書物を積む者はやがて人生を積むだろう

和書を積んだり漢籍を積んだり和ゲーを積んだり洋ゲーを積んだり、蛇や魚を撫でたりする。

古龍『碧血洗銀槍』

この女はまた大碗に酒を注いで彼に渡した。「お腹いっぱいになったら、酒を飲むべきね。さっさと飲みなさいよ」
今度は馬如龍は首を振った。「飲まぬ」
「あんた、鼻をつまみあげて注ぎ込んで欲しいの?」
馬如龍は取り合わなかった。彼は、女性が人前で彼の鼻をつまみあげることができるなどとは信じていなかった。しかし彼は間違っていた。彼女は本当に彼の鼻をつまみあげた。(52ページ)

武林に名高い碧玉宮の碧玉夫人は、娘婿を選ぶため丘鳳城、杜青蓮、沈紅葉、馬如龍の四人を人里離れた谷に呼ぶ。しかし夫人が来ないうちに、杜青蓮と沈紅葉が毒酒に倒れる。暗殺者の疑いをかけられた馬如龍は、必ず真犯人を見つけることを心に誓ってその場を逃れるのだが…。

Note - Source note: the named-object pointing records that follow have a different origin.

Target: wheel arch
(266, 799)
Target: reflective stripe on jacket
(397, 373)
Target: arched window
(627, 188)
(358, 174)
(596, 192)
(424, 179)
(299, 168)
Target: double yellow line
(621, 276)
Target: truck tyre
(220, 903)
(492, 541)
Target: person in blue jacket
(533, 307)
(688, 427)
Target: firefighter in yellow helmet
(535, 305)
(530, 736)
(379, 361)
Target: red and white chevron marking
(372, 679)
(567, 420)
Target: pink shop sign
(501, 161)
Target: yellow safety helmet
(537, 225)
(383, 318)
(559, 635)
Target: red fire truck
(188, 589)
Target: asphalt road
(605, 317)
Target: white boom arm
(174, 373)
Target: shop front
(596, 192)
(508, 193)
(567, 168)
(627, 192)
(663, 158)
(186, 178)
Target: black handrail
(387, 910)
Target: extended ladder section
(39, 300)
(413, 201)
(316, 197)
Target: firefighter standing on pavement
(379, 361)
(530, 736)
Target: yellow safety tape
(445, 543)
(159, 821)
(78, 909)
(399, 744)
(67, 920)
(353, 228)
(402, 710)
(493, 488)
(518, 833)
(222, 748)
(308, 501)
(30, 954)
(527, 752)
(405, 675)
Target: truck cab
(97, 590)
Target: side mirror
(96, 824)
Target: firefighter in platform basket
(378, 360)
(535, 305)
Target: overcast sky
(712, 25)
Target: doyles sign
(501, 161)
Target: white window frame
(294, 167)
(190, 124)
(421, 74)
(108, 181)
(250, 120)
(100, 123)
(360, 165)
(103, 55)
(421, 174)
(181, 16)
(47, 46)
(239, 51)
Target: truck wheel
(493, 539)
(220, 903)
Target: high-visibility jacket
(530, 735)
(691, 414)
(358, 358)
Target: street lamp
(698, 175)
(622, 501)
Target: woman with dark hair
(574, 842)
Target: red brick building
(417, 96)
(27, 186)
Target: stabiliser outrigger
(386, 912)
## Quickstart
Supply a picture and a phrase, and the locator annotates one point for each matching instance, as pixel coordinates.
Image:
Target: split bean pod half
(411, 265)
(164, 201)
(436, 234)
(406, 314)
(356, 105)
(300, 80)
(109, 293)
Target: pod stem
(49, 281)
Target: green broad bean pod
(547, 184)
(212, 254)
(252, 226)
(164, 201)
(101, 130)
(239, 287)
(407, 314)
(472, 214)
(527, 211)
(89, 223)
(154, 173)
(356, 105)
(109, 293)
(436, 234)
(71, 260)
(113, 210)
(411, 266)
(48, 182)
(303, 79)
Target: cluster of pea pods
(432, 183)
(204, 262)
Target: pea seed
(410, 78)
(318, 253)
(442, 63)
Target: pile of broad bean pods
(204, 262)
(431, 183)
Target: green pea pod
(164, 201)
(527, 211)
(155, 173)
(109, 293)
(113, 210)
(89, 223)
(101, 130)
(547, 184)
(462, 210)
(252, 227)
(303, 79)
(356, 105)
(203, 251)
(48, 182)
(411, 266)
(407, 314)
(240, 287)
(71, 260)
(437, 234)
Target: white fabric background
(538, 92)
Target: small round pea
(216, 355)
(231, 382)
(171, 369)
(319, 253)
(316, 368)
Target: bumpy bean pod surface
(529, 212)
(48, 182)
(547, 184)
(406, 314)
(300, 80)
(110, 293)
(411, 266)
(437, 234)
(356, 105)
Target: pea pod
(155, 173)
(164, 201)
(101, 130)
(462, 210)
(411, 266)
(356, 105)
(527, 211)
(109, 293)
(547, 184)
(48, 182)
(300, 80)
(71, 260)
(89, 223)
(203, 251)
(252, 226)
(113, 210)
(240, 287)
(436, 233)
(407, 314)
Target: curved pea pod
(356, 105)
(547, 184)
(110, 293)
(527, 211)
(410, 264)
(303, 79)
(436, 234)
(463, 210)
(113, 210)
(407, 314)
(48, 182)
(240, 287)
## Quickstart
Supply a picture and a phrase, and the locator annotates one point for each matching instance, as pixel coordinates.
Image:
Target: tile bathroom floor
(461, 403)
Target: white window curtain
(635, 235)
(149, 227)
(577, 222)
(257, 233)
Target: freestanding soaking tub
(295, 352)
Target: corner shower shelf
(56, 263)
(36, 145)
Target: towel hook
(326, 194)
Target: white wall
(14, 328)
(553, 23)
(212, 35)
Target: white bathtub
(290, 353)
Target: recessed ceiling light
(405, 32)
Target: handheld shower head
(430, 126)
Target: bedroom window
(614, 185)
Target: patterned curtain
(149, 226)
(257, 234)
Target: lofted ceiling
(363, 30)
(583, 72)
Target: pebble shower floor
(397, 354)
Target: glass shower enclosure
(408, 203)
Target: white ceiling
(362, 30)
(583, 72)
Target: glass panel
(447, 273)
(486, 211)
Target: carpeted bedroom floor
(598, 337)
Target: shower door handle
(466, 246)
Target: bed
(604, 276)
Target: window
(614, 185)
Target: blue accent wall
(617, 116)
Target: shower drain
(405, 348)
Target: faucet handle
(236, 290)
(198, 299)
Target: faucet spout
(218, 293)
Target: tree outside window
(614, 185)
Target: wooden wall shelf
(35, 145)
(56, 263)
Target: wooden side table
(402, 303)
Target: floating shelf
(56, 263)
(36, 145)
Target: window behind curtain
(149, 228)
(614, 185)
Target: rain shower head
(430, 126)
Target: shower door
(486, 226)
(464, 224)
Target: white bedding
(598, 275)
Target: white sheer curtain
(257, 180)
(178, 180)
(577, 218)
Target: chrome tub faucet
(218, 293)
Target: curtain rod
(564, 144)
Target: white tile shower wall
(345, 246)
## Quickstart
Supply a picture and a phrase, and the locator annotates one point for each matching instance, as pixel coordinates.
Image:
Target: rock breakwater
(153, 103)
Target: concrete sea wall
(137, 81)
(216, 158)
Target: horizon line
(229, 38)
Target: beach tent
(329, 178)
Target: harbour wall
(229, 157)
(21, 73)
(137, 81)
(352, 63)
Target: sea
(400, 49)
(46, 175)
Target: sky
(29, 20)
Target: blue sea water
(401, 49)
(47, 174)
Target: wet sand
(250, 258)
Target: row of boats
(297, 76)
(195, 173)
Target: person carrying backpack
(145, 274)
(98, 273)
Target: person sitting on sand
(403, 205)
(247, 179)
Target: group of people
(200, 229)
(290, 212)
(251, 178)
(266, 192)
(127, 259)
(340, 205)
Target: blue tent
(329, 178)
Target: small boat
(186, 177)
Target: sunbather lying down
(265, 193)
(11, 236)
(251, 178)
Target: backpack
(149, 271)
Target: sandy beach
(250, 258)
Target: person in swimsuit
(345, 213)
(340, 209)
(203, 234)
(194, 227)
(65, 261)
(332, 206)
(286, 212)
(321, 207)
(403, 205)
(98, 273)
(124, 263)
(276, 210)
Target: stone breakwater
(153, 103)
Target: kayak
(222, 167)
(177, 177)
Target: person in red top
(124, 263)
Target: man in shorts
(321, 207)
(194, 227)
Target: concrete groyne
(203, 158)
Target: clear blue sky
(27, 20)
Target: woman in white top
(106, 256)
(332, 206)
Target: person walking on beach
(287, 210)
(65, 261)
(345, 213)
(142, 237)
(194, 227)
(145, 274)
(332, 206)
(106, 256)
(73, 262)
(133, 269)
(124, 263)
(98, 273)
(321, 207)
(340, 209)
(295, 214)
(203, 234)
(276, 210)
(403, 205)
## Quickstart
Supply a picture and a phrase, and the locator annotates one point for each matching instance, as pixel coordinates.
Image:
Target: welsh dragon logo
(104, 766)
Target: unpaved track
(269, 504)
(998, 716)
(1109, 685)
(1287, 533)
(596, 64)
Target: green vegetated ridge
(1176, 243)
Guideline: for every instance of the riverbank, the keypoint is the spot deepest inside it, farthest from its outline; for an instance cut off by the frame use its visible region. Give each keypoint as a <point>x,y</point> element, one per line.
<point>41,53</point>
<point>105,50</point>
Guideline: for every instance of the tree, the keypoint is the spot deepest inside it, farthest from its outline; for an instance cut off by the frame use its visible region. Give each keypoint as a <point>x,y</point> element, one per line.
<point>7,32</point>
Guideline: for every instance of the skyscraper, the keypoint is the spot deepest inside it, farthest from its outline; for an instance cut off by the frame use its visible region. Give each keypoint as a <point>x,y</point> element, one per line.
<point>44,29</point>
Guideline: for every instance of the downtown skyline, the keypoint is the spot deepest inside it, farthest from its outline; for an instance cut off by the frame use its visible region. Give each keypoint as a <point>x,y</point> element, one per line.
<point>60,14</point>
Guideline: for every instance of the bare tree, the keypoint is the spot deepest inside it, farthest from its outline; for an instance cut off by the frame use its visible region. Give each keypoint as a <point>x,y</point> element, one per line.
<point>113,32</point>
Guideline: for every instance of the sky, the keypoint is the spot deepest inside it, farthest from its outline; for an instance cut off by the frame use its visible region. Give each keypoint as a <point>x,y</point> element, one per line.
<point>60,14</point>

古龍の作品のうちでは知名度は高くない部類だと思うが、これは面白かった。もちろん、古龍らしい急展開ぶりは随所に現れていて、

武林四公子のうち、もっとも傲慢なのは「白馬」馬如龍、もっとも剛毅なのは「銀槍」丘鳳城、もっとも瀟洒なのはもちろん杜青蓮、もっとも風狂なのが沈紅葉だった。
馬、丘、杜の三家はみな財産も名声もあり、白馬、銀槍、青蓮はみな有名な貴公子だったが、紅葉の出自は神秘に包まれていた。
あるいは、彼はかつての天下第一の名侠沈浪の子孫であるという。
あるいは、小李探花の生涯最高の友・阿飛が彼の先祖であるという。(8ページ)

こんなふうに紹介された人物が、四ページあとにはもう死体になってしまうなど、誰に予想できるだろうか?(阿飛を知っていれば尚更…)
しかし何よりヒロインの大婉が良い。醜悪な容貌の上に突拍子のない言動をするが、実は知性的で用意周到。主人公が冤罪のために江湖全てを敵に回すという、ともすれば暗くなりそうな作品を、うまく盛り上げてくれる(後半、ただの優しくて頭の良い娘になってしまって、登場時の奇天烈さが薄れてしまうのが惜しい)。プライドの高さゆえに時々危なっかしい馬如龍とは良い組み合わせ。
その馬如龍も、他人など知ったことではない貴公子だったのが、苦難を経て成長していくあたり好感がもてる。古龍の作品では、たいてい完成したキャラクターが主役を張っているので(李尋歓とか陸少鳳とか)、こういうタイプは珍しい。
ほとんど十数字以下の台詞しかしゃべらない馬如龍と、頓知のきく大婉との掛け合いも楽しい。
結末は急ぎすぎなきらいがあるが、中国語のできる武侠ファンなら読まないのは損な一冊である。